Gaspreise nicht einfach hinnehmen

Die Entwicklung der Erdgaspreise kennt nun mal leider nur die eine Richtung und diese weist stets ihren Weg nach oben. Wer sein Heim mit Gas beheizt, kenn das Szenario, wenn die Jahresabrechnung ins Haus flattert und der Versorger eine satte Nachzahlung verlangt. Sind die Wintermonate sehr kalt und die Heizperiode entsprechend lang, kann man sich im Vorfeld schon auf diese Nachzahlung einrichten. Selbst wenn man denkt, man hat nicht viel verbraucht, dann holt es sich der Versorger gern übe angeblich gestiegene Beschaffungspreise, so wie er das charmant umschreibt, wieder rein.
 
Man muss das aber nicht tatenlos hinnehmen. Heute hat man natürlich die freie Auswahl.

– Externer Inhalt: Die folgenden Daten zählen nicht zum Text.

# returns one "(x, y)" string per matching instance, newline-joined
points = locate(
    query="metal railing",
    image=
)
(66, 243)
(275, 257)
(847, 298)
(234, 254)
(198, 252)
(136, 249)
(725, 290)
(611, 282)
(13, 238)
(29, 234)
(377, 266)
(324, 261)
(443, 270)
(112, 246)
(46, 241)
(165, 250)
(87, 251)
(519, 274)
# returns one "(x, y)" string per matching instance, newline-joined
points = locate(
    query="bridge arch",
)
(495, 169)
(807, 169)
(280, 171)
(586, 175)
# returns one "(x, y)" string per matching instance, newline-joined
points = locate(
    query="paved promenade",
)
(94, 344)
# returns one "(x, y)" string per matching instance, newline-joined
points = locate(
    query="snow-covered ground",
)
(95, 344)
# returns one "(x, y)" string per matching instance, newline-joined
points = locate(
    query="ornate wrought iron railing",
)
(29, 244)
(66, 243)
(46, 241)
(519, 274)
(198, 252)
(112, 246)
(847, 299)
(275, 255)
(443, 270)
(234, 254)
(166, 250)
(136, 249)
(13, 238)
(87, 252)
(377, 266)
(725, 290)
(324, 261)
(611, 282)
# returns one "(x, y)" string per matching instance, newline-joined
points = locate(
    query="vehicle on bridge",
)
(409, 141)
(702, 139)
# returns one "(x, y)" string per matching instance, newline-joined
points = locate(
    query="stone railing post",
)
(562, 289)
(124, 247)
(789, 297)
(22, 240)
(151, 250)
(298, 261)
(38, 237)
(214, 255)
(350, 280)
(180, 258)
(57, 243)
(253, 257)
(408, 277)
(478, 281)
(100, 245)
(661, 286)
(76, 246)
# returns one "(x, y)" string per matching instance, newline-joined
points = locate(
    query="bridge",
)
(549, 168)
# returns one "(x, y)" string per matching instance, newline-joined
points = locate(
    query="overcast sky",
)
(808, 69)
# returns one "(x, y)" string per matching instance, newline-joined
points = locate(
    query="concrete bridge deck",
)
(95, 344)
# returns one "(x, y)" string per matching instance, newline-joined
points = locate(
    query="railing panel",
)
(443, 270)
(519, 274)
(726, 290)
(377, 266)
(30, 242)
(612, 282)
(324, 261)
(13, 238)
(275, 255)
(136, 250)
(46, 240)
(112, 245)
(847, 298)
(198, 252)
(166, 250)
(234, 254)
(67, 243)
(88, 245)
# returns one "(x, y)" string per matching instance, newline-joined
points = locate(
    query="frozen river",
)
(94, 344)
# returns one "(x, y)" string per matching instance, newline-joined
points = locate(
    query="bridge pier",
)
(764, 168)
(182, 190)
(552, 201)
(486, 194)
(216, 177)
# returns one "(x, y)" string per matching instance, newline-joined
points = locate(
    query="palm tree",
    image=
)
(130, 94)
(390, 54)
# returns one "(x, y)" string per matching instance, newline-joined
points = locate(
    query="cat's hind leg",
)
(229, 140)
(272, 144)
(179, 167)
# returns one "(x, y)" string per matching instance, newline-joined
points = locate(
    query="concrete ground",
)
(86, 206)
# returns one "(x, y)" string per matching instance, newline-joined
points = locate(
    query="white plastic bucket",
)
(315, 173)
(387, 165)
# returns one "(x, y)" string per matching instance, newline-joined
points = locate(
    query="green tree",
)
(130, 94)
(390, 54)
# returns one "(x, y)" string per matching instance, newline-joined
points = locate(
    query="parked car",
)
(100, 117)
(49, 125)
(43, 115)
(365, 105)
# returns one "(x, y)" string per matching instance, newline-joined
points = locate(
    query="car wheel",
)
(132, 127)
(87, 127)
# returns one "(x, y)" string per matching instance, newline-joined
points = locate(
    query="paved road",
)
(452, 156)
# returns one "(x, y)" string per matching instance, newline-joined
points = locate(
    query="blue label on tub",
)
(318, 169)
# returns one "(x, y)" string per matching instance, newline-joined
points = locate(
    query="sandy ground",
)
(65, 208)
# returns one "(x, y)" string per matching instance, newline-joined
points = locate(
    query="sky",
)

Ein Gaspreisvergleich gibt einem einen Überblick über die möglichen Versorger einer bestimmten Wohnregion. Ein sogenannter Tarifrechner steht kostenfrei im Internet allen zur Verfügung, die die steigenden Preise nicht mehr wortlos hinnehmen wollen. Um einen Überblick zu bekommen, muss man lediglich seinen Wohnort eingeben und den bisherigen Verbrauch der vorangegangenen Jahre. Hat man diesen Wert nicht zur Hand, kann man sich aus dem vorgegebenen Richtwerten einen aussuchen. Diese unterscheiden sich in der Anzahl der im Haus lebenden Personen. Wenige Sekunden später bekommt man die Übersicht der Tarife. Im ersten Moment wird man erstaunt sein, welche Einsparungen möglich sind. Doch Vorsicht, wer sich blenden lässt und nicht das gesamte Angebot liest zahlt womöglich noch drauf. Zahlreiche günstige Versorger verlangen einen kompletten Jahresabschlag. Geht das Unternehmen jedoch im Laufe des Jahres pleite, kann man sich nicht auf die gezahlten Leitungen berufen und muss sich von einem neuen Versorger beliefern lassen.